OpenAI to acquire Promptfoo and fold agent security testing into Frontier

On March 9, 2026, OpenAI announced that it plans to acquire Promptfoo, an AI security platform focused on helping enterprises find and fix vulnerabilities in AI systems during development. OpenAI said the technology will be integrated into OpenAI Frontier, the company’s platform for building and operating AI coworkers. The announcement is notable because it treats evaluation and security as first-class requirements for agents that can act inside real business workflows rather than as optional post-launch checks.

OpenAI framed the deal around a concrete enterprise problem. As companies give agents access to tools, data, and internal processes, the risk surface expands quickly: prompt injection, jailbreaks, data leaks, tool misuse, and other out-of-policy behaviors can appear before a system is fully deployed. OpenAI’s pitch is that Promptfoo’s tooling can move those checks earlier in the lifecycle, so teams can test risky behavior systematically while they are still iterating on system prompts, guardrails, tools, and policies.

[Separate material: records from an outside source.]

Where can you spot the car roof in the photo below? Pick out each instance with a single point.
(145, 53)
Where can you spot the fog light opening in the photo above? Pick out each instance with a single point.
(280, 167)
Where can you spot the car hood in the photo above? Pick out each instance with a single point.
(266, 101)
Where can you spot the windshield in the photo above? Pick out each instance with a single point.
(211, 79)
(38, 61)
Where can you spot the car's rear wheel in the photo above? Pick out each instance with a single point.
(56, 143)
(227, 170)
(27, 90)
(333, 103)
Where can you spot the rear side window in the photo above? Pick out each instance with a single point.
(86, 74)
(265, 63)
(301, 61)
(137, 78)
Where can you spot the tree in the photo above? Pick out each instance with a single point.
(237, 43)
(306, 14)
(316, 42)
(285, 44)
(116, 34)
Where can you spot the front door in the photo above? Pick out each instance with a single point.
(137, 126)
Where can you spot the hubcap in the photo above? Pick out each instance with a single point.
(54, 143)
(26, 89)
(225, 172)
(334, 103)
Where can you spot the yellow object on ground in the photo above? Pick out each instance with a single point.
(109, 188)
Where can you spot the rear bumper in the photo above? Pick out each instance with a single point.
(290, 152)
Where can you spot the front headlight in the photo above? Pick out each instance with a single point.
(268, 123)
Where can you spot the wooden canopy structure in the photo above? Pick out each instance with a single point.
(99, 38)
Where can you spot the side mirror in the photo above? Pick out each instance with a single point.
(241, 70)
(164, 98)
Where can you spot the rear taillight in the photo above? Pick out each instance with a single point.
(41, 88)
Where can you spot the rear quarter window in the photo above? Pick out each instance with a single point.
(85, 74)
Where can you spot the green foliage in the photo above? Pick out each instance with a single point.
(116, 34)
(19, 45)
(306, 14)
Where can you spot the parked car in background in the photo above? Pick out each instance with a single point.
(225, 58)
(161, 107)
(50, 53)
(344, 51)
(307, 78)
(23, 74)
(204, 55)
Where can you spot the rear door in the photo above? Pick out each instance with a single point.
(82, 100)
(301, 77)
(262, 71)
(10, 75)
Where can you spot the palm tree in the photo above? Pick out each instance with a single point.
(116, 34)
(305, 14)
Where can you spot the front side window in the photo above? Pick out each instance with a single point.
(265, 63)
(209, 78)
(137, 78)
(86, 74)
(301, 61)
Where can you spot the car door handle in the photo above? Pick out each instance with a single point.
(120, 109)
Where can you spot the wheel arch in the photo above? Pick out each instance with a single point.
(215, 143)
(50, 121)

Promptfoo already has both enterprise reach and developer credibility. OpenAI said the company is trusted by over 25 percent of Fortune 500 companies and has built a widely used open-source CLI and library for evaluating and red-teaming LLM applications. That matters because many enterprise AI teams already rely on mixed stacks: internal tooling, open-source eval frameworks, and managed model platforms. OpenAI said it will continue building the open-source Promptfoo project while also expanding the integrated enterprise features inside Frontier, which suggests it wants both ecosystem adoption and tighter platform differentiation.

The roadmap OpenAI outlined has three main parts. First, automated security testing and red-teaming are supposed to become native Frontier features, with direct support for discovering and remediating issues such as prompt injection and data leakage. Second, security and evaluation will be embedded into development workflows rather than treated as separate audit steps. Third, OpenAI wants integrated reporting and traceability so organizations can document tests, track changes over time, and satisfy governance, risk, and compliance requirements. If OpenAI executes on that plan, this acquisition will matter less as a simple M&A event and more as a sign that agent platforms are converging toward secure-by-default operating environments.